Atmosphere: Boudin has the same glass walled seating as the Chowder Hut, cornering off the southern section of the same parking lot. You don’t get the same views or people watching that you do with the Chowder Hut. But, seating is still seating in this neck of the woods.

 

5. Nick’s Lighthouse

Nick’s shows up much higher on other lists. I have no idea why.

Clam Count: 12, and it was a struggle to find them.

Texture: A light creamy base similar to Fishermen’s Grotto

Flavor: Any similarity to Fishermen’s Grotto was dashed with the first spoon full. The flavor is that of water. With few vegetables or clams, there wasn’t much to this chowder at all. Celery was crunchy, sure, but that didn’t make up for the rest of it.

Atmosphere: Cleanish, but it also has no seating. I didn’t make it back to my beloved concrete pylon before I tossed it out.

 

6. Guardino’s

As my notes succinctly put it: “Actually gross.”

Clam Count: SATURATED with clams. A shocking number of clam bits. This was proof that clam count itself is no guarantee of good clam chowder.

Texture: Water, with the ever present clam pieces. Imagine saturating a bowl of rice with water. Voila.

Flavor: Actually, a bowl of rice with water isn’t far off. Except, kind of a dirty version of tap water. It was nearly inedible.

Atmosphere: It doesn’t matter. You aren’t going here.

 

7. Sabella & La Torre

Disqualified. Look, I’m game for food stands. I’ve worked at so many restaurants and food stands. I grew up going to the Jersey Shore. I will practically eat anything, anywhere. As this whole post goes to show.

But, when there is so much free floating ketchup, smeared and glopped all along the countertop landscape, decorated with spears of eaten crab legs and overturned condiment cups…you lose your appetite a little. It’s a slow day. You gotta clean that up.

 

7. The Crab Station

Disqualified. The ketchup epidemic breaking out at Sabella & LaTorre had spread next door to The Crab Station. I just kept on walking.

 

HONORABLE MENTION

Usually, the honorable mention section is saved for places that were good but didn’t make the list. This honorable mention section is a plea to you and you and yes, you all the way in the back there, to please avoid the food stands and head indoors.
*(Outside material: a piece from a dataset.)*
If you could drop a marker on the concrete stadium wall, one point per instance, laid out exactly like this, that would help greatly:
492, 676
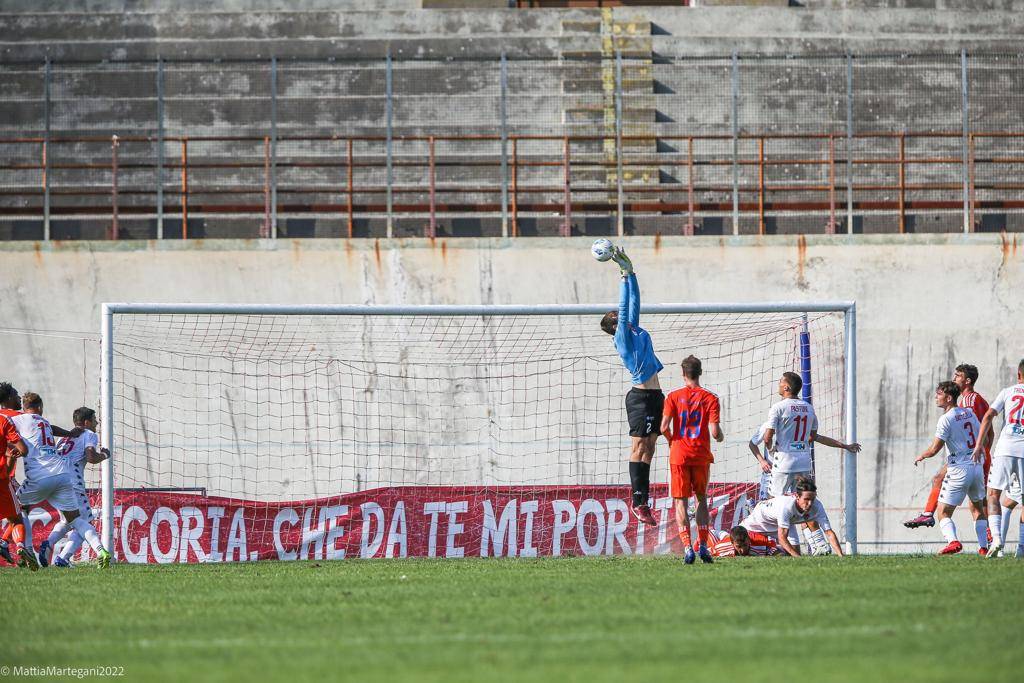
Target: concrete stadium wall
925, 304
Franciscan Crab – This is my not-so-secret go-to when friends and family come to town and insist on seeing Fisherman’s Wharf. A glass box with multi-story, amphitheater seating with cushy booths, you are guaranteed terrific, unobstructed views of San Francisco Bay and an utterly professional wait staff. The decor is a modern ode to the mirrored and velvet-soaked 1960’s. The food is fresh and arrives promptly. A great experience all around.
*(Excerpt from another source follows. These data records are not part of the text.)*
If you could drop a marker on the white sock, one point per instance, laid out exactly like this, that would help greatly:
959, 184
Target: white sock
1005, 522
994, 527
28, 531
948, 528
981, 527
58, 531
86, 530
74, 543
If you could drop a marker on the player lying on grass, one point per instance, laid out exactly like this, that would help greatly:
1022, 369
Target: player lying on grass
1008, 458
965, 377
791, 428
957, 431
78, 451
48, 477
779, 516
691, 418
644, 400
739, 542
Scoma’s – Oh, is that too fancy for you? You want some on-the-ground, down-by-the-boat-docks, old-school San Francisco restaurant? Scoma’s. It’s remarkable how quickly the chintzy gift shops and tourist traps die away when you walk a block in the right direction. Lo and behold, this is the actual working waterfront of Fisherman’s Wharf. It’s still a cloth-napkins kind of place, but you’ll eat while gazing out at teeter tottering sail boats and fishing boats pulling in the day’s catch. The fish is fresh, with a slight emphasis on Italian.